3360

Ulasan 3360 | #2

Ima Rochmawati
Pembaca, tinggal di Tangerang Selatan

Judul : 3360
Penulis : Daniel Mahendra
Editor : Anin Patrajuangga
Desainer sampul & ilustrasi: Sapta P. Soemowidjoko
Halaman : vi + 322 hal, Grasindo, Jakarta, 2014
Harga : Rp 55.000,00

Simbol pada desain sampul buku berupa rel kereta oleh Sapta P. Soemowidjoko, memberi banyak penjelasan bahwa novel ini sebuah novel perjalanan.  Saya agak bertanya-tanya dengan warna sampul yang didistorsi berwarna ungu, namun jenis huruf pada judul tidak berkesan manis malah menumbuhkan surealis dipadukan gambar rel kereta dengan gaya ilustrasi yang memberi kesan “tua” , “lelah”, “panjang”, dan “misterius”, seolah memberi gambaran banyak cerita dibalik semua proses perjalanan.

“Sekali dalam hidup orang mesti menentukan sikap.  Kalau tidak, dia takkan jadi apa-apa,” kutipan dialog Nyai Ontososroh pada Annelis dalam buku Bumi Manusia yang diberikan Pakde pada Ra.

Novel yang menarik dan sarat tanda di balik perjalanan, ada cinta, mimpi, pencarian, dan makna.

Begitu pun yang keputusan yang diambil oleh Ra untuk melakukan keliling dunia dengan menggunakan kereta api. Banyak pihak terutama CEO penerbitan tempat Ra bekerja berat melepaskannya.  Di balik kesuksesan sebagai pimpinan redaksi di sebuah penerbitan, ternyata menyimpan banyak kegelisahan bagi karakter seorang Ra-nama pendek dari Namara.  Ada kisah dibalik tubuh yang mendorong Ra menjadi karakter perempuan yang unik.  Persoalan cinta yang mendalam terhadapa Damar, membuatnya tertantang untuk membuktikan bahwa dirinya bisa melakukan perjalanan sendiri.  Kereta api menjadi pilihan hati Ra, karena mempunyai filosofi sendiiri.  Ada kedekatan sikap hidup dibalik kereta, perjalanan dan pertemuan.  Ada cinta, mimpi, pencarian, dan makna.  Seperti yang tertulis di halaman 299,

“Tak kusangka, aku betul-betul dipertemukan dengan individu-individu yang memiliki tujuan jelas dalam hidupnya.  Orang-orang yang tahu betul untuk apa mereka melakukan perjalanan.”

Membaca novel 3360 karya Daniel Mahendra, seperti membaca kembali buku perjalanan DM berjudul Atap Dunia.  Bedanya, tokoh utama dalam novel ini, Namara-seorang perempuan- seolah menggantikan DM sebagai tokoh juga penulis dalam buku Atap Dunia.  Saya seringkali agak “terganggu” saat membaca dari paragraph ke paragraph ketika Ra dalam tubuh perempuan ada kemiripan perjalanan DM dalam tubuh laki-laki.  Sampai akhirnya, sayapun membayangkan tokoh Ra di buku itu fisik saya sendiri (pembaca).  Namun, karena data untuk kebutuhan novel ini sesuai dengan perjalanan penulis, sehingga data yang mendukung untuk kebutuhan jalan cerita lebih akurat.

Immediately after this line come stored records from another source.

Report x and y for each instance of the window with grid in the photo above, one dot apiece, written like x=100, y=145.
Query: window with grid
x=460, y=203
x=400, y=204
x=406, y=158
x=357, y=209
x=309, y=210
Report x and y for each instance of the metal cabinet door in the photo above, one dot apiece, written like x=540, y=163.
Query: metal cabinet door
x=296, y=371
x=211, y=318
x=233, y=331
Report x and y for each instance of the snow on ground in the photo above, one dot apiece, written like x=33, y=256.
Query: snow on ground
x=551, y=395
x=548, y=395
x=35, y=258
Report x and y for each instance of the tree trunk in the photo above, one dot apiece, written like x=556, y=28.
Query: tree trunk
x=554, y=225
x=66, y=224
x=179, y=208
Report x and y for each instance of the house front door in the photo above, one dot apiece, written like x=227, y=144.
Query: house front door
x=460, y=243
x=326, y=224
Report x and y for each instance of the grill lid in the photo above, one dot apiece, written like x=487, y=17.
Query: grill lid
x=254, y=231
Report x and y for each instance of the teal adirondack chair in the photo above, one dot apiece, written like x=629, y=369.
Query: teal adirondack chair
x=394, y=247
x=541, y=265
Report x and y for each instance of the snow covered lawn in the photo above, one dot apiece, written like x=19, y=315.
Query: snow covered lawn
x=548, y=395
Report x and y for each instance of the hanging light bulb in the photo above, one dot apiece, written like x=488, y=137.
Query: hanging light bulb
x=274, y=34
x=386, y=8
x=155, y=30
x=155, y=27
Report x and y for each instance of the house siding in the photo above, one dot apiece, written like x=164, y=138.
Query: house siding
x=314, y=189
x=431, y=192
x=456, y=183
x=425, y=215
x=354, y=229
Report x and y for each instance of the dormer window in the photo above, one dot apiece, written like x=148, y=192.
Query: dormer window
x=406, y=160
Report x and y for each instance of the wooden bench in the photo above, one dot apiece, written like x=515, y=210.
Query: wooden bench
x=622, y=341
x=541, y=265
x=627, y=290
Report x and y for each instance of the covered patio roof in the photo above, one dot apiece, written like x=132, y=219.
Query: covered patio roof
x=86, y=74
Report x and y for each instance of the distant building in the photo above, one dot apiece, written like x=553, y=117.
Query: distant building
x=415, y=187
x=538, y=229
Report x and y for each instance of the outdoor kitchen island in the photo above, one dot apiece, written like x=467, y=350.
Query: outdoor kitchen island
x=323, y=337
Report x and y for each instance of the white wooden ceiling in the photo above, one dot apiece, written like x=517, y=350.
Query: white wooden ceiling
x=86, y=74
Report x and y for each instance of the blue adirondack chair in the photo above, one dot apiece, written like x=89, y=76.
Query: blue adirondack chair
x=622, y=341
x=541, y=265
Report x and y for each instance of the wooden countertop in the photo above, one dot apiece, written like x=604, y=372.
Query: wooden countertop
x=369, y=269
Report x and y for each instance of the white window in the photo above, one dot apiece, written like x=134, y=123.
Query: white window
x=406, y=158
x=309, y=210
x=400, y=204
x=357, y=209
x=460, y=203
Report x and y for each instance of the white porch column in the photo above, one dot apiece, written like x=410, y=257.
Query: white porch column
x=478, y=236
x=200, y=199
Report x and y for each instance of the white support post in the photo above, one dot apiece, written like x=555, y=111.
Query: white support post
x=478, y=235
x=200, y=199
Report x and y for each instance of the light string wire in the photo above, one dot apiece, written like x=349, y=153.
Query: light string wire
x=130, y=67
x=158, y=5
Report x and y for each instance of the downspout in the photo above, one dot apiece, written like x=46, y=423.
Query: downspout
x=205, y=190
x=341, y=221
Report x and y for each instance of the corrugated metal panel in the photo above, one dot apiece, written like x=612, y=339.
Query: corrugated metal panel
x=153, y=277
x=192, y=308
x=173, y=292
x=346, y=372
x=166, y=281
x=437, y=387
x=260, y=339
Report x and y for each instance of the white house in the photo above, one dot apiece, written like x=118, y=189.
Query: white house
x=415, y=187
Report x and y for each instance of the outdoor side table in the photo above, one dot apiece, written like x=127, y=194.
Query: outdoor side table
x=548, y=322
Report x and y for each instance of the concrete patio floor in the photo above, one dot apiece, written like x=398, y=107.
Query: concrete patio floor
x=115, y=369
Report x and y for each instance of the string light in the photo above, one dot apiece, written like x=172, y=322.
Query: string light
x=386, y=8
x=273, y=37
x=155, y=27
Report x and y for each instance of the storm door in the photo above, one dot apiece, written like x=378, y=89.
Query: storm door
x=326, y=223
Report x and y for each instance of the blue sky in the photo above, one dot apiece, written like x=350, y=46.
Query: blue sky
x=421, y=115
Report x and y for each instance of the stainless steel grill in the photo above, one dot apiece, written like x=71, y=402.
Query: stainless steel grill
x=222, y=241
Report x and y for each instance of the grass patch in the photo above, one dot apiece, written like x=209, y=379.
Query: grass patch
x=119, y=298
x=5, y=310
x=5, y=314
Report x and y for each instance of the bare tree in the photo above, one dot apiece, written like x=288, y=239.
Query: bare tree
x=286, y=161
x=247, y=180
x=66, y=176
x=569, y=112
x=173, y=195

Bedanya, alur cerita lebih kompleks, kehidupan pribadi Ra lebih digali dan alasan-alasan personal Ra, banyak menguak sisi percintaannya dengan Damar, kondisi keluarga yang kompleks dan persahabatannya yang menyenangkan.   Di tiap bab, kamu akan menemukan potongan-potongan cerita hati Ra yang membentuk satu kesuluruhan isi jiwa Ra. Uniknya, disetiap lembar akhir babak cerita selalu ditutup dengan melampirkan lirik musik yang mengiringi kondisi ceritanya.  Musik menjadi bentuk refleksi setiap babak cerita, musik identik dengan perjalanan hati, seolah sudah begitu saja ia mendatangimu dan melengkapi situasi hati.  Boleh dicoba oleh pembaca, setiap beres baca per bab sambil menyalakan musiknya di youtube.

Kamu akan menemukan kekuatan makna dibalik perjalanan diakhir bab, jadi saran saya bacalah sampai tuntas.  Life is the train, not the station.

@imatakubesar

Serpong, 17 Desember 2014

________________________________

Tulisan ini dimuat di sini tak lain sekadar usaha pendokumentasian. Versi asli dari tulisan ini ada di matakubesar.blogspot.com [Desember 2014].